Is it possible to have a basement in New Orleans, a city where some areas are actually below sea level? That was the question facing the Fifth Circuit Court of Appeals in King v. Casa Grande Condo. Assoc., Inc., 416 Fed. Appx. 363 (5th Cir. 2011).
The case involved a lawsuit brought by a condominium unit owner against the association for negligence in obtaining adequate insurance and for certain negligent actions in pursuit of a claim on the unit owner’s behalf under the association’s flood insurance policy. The association’s flood policy was primary to that of the unit owners, so that the unit owners were not entitled to any payment by their individual flood insurers unless and until the association’s flood policy limit was exhausted.
An insurance company adjuster determined that the association property suffered $46,414.37 in covered building damage, including $2,324.04 in damage to the plaintiff’s unit. It was discovered that there was a clerical error and, although the condominium was valued at $2,471,000, it obtained only $247,100 in building coverage. Because Casa Grande had underinsured the property, the flood insurer imposed an eighty-six percent co-insurance penalty and issued payment for $5,498.01 of the $46,414.37 in damages. The condominium association gave the plaintiff $275.29, representing the unit owner’s share of the damages.
The plaintiff filed the lawsuit against the association and there was a bench trial, in which plaintiff alleged the association acted negligently in failing to obtain adequate insurance for the property, accruing a co-insurance penalty that reduced the recovery for damage to the unit, and for failing to pursue additional damages from the association’s flood insurer and its insurance agent on the plaintiff’s behalf. The district court found for the plaintiff.
On appeal, the association argued the plaintiff’s unit was subject to the policy limitation for basement property. The flood policy limits coverage for basement property to clean-up costs and to certain enumerated items such as drywall and central air conditioners. Accordingly, the association claimed the district court erred in holding it liable for the full measure of the plaintiff’s flood-related repair costs.
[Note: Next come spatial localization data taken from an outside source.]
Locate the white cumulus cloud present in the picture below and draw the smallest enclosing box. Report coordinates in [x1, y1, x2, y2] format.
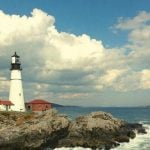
[0, 9, 149, 104]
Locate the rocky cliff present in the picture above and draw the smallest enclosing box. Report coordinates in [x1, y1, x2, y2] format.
[0, 110, 146, 150]
[0, 110, 70, 150]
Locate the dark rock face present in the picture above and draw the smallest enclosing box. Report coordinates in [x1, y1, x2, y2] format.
[0, 111, 146, 150]
[124, 123, 147, 134]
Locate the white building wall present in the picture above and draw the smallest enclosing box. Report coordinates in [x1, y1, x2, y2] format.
[9, 70, 25, 112]
[0, 105, 6, 111]
[0, 105, 12, 111]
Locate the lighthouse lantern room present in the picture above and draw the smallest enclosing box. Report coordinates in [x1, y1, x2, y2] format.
[9, 52, 25, 112]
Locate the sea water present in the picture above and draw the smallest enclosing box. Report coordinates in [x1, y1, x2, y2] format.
[54, 107, 150, 150]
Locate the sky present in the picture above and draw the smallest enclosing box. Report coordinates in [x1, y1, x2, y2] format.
[0, 0, 150, 106]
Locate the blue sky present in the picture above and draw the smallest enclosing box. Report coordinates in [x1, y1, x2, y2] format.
[0, 0, 150, 106]
[0, 0, 150, 47]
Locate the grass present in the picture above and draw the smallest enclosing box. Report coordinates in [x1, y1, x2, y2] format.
[0, 111, 35, 125]
[16, 112, 35, 126]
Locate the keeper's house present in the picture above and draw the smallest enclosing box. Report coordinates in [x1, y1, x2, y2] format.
[25, 99, 52, 112]
[0, 100, 14, 111]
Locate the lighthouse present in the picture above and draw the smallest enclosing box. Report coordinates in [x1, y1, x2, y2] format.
[9, 52, 25, 112]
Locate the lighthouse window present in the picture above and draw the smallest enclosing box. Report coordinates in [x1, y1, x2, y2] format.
[12, 57, 16, 63]
[19, 93, 21, 96]
[16, 58, 19, 63]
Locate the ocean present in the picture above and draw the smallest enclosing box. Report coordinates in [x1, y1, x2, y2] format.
[55, 106, 150, 150]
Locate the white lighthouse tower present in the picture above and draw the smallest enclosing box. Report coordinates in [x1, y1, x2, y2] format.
[9, 52, 25, 112]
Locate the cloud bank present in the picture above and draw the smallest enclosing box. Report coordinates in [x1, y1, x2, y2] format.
[0, 9, 149, 105]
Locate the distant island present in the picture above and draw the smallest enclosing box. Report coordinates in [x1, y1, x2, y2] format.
[51, 103, 64, 107]
[51, 103, 81, 108]
[145, 105, 150, 107]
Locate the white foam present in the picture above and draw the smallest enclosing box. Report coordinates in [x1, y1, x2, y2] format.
[54, 147, 92, 150]
[52, 124, 150, 150]
[112, 124, 150, 150]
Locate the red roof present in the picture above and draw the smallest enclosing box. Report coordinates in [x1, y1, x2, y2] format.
[26, 99, 51, 104]
[0, 100, 14, 105]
The appellate court looked to the definition of basement within the Standard Flood Insurance Policy (“SFIP”). “Basement” was defined as “[a]ny area of the building, including any sunken room or sunken portion of a room, having its floor below ground level (subgrade) on all sides.” The court noted the evidence suggested that the plaintiff’s unit is subgrade, and therefore in a basement for the purposes of the SFIP. An elevation certificate of the unit was introduced as an exhibit at trial indicating its elevation is 2.6 feet, while the lowest adjacent grade is 4.4 feet. The court reversed the district court and remanded the case to determine the damages subject to the basement limitation.
In law almost anything is possible, as long as it is defined in a contract. The ultimate conclusion in this case was that the condominium unit is a basement, even though its floor is just 1.8 feet below the ground level in a city where many areas are below sea level.